Walker breakdown with a twist: Dynamics of multilayer domain walls and skyrmions driven by spin-orbit torque

TL;DR

This paper investigates the current-driven dynamics of multilayer domain walls and skyrmions, revealing a Walker breakdown-like phenomenon caused by spin-orbit torque, with implications for magnetic device performance.

Contribution

It introduces an analytical model and micromagnetic simulations to explain complex precessional dynamics and Walker breakdown in multilayer magnetic systems with spin-orbit torque.

Findings

Walker breakdown-like phenomenon observed at typical velocities of tens of m/s

Precessional frequencies reach gigahertz regime leading to oscillatory motion

Analytical model qualitatively matches micromagnetic simulation results

Abstract

Current-induced dynamics of twisted domain walls and skyrmions in ferromagnetic perpendicularly magnetized multilayers is studied through three-dimensional micromagnetic simulations and analytical modeling.

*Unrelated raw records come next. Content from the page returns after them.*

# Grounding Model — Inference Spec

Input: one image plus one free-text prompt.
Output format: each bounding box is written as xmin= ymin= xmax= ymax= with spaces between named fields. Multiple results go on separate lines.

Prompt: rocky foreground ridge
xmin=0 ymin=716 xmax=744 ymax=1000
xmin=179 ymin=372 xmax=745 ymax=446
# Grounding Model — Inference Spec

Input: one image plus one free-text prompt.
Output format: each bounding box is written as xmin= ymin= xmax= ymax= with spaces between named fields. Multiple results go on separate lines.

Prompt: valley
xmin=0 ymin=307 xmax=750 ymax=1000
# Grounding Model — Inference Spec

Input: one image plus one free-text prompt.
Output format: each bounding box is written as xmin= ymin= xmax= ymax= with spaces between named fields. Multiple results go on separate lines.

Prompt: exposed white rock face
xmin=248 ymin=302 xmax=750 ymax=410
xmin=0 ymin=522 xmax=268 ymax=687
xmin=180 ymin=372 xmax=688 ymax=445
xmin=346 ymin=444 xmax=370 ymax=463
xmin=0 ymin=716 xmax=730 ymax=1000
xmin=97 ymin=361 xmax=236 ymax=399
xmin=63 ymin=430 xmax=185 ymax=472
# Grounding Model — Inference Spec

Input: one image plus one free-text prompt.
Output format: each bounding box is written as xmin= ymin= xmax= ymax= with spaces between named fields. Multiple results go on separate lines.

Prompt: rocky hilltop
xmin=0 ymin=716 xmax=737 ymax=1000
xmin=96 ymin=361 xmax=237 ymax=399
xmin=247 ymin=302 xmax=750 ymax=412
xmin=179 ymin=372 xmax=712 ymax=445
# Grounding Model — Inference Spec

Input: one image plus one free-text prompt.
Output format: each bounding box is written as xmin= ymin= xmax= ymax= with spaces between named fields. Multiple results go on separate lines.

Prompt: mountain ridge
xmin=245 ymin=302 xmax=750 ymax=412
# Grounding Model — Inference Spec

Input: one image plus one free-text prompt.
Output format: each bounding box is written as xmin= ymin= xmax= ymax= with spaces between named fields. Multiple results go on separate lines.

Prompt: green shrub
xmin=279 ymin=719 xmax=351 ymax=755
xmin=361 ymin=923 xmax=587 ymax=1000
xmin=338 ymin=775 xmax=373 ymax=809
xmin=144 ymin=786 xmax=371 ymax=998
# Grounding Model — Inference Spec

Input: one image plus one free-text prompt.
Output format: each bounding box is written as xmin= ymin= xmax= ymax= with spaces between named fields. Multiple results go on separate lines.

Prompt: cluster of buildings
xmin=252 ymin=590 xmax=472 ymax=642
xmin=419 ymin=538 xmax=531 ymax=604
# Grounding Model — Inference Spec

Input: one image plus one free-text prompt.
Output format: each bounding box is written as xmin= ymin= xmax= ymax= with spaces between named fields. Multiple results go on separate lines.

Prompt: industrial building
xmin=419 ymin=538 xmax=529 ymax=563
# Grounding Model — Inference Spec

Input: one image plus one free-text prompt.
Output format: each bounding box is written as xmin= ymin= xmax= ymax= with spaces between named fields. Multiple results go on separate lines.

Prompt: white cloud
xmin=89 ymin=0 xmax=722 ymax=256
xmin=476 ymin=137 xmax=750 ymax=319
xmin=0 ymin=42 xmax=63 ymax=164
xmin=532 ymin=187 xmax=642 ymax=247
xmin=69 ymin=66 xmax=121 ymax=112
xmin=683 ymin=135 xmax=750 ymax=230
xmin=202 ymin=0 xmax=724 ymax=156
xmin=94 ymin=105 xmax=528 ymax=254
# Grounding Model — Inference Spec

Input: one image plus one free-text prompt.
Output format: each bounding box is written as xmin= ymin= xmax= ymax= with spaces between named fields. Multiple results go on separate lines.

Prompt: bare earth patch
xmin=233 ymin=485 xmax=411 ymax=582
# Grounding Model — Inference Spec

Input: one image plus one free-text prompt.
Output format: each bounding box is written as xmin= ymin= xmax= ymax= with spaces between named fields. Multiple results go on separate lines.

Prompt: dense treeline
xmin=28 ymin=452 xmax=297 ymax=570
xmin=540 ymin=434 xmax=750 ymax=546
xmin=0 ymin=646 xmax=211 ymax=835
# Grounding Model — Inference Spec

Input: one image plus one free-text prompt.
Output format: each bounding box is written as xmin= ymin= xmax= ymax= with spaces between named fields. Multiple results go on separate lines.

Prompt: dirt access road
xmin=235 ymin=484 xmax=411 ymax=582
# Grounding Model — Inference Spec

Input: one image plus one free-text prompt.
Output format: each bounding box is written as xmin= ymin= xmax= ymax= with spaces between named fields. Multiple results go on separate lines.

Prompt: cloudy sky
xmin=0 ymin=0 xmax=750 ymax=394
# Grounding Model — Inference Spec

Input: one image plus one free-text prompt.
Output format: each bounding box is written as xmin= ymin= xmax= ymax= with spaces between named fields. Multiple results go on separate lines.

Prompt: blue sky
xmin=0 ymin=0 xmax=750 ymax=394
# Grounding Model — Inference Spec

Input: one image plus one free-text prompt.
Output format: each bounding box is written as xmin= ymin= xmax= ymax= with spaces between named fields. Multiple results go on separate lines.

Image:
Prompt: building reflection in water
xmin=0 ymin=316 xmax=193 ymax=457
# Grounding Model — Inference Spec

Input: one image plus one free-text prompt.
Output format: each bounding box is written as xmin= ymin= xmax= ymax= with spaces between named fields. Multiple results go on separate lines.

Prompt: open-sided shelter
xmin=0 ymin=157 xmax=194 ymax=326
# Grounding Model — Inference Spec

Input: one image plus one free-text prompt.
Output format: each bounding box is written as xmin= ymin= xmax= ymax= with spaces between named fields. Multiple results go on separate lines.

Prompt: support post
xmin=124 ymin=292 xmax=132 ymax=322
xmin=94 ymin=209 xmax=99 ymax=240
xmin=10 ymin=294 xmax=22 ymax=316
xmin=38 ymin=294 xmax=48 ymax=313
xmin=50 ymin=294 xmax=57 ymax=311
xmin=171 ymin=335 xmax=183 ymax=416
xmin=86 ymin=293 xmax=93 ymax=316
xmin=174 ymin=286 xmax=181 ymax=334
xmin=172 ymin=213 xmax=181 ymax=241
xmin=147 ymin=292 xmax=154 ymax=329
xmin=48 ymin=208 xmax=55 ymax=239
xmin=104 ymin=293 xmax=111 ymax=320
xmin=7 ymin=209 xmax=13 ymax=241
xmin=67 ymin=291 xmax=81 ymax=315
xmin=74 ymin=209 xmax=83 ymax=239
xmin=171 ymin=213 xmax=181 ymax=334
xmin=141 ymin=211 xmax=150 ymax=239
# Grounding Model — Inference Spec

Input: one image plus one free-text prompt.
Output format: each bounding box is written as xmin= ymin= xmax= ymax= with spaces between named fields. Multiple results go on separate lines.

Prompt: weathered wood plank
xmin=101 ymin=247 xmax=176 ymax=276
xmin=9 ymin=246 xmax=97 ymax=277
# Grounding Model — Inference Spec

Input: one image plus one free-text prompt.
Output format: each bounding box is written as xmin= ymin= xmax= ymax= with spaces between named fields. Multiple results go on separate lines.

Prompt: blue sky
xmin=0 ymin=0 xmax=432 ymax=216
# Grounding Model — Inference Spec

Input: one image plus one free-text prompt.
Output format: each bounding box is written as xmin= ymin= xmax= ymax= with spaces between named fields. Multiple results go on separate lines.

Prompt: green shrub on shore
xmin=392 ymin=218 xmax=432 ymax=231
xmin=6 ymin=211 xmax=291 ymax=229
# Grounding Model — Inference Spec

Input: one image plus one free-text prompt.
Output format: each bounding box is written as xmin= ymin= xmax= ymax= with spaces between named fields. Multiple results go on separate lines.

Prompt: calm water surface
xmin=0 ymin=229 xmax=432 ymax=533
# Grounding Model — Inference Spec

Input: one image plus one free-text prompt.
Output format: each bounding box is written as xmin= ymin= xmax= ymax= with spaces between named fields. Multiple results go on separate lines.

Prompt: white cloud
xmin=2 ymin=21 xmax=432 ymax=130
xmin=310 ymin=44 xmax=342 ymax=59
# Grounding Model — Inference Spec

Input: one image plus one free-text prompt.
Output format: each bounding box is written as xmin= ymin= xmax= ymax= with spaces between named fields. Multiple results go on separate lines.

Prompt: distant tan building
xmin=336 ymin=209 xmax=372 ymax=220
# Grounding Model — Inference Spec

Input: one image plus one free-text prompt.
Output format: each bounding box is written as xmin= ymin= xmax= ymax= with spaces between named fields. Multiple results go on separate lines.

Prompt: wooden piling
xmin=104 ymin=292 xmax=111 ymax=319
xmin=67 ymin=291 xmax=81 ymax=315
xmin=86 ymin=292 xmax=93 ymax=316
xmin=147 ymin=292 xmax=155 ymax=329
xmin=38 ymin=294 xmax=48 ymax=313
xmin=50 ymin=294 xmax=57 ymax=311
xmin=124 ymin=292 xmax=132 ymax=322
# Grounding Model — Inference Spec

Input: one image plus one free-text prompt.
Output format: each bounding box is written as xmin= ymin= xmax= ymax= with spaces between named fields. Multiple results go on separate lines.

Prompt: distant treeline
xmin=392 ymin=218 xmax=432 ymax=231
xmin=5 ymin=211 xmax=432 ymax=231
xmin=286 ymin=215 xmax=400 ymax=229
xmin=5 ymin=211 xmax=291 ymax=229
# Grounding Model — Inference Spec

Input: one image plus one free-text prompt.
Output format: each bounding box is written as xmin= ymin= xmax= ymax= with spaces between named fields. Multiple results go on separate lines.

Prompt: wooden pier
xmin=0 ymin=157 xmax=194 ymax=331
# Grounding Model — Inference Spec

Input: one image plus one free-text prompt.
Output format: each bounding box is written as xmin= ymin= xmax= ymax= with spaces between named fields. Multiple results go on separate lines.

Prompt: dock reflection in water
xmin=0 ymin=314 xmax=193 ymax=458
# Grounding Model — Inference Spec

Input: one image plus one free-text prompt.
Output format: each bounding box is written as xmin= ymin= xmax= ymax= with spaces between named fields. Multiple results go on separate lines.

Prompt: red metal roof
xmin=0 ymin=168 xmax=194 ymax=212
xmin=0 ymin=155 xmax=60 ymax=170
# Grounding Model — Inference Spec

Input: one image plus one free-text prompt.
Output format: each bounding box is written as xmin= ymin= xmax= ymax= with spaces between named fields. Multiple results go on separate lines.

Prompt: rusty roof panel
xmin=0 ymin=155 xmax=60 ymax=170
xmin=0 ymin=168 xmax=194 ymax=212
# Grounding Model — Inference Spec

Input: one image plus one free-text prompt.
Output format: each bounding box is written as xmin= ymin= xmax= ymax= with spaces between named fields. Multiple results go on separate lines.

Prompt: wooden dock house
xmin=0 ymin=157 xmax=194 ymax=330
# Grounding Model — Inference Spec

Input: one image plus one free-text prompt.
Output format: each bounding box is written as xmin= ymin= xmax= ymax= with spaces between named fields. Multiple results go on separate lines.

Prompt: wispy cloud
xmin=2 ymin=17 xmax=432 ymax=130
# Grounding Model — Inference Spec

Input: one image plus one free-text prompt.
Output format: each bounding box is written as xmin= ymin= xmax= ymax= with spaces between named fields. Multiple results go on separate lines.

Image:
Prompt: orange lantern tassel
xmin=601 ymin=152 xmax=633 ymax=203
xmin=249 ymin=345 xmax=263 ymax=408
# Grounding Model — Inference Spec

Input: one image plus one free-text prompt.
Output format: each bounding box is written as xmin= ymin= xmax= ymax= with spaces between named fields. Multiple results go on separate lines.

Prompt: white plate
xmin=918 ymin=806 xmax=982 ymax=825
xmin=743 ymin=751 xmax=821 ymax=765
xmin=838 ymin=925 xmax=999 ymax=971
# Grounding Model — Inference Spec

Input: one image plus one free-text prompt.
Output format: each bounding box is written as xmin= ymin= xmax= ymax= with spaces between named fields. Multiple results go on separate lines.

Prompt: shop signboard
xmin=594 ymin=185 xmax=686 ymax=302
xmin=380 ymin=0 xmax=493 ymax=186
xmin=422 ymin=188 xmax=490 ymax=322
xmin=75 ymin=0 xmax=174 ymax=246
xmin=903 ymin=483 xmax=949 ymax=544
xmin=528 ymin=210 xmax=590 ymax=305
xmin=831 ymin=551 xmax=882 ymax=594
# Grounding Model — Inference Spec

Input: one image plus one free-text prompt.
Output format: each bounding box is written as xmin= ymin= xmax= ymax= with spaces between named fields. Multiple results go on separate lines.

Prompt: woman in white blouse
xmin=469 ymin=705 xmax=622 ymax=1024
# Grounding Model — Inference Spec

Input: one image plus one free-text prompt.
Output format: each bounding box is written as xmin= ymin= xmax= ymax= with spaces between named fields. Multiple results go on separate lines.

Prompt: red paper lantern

It is shown that such systems generally exhibit a Walker breakdown-like phenomenon in the presence of current-induced damping-like spin-orbit torque. Above a critical current threshold, corresponding to typical velocities of the order tens of m/s, domain walls in some layers start to precess with frequencies in the gigahertz regime, which leads to oscillatory motion and a significant drop in mobility. This phenomenon originates from complex stray field interactions and occurs for a wide range of multilayer materials and structures that include at least three ferromagnetic layers and finite Dzyaloshinskii-Moriya interaction. An analytical model is developed to describe the precessional dynamics in multilayers with surface-volume stray field interactions, yielding qualitative agreement with micromagnetic simulations.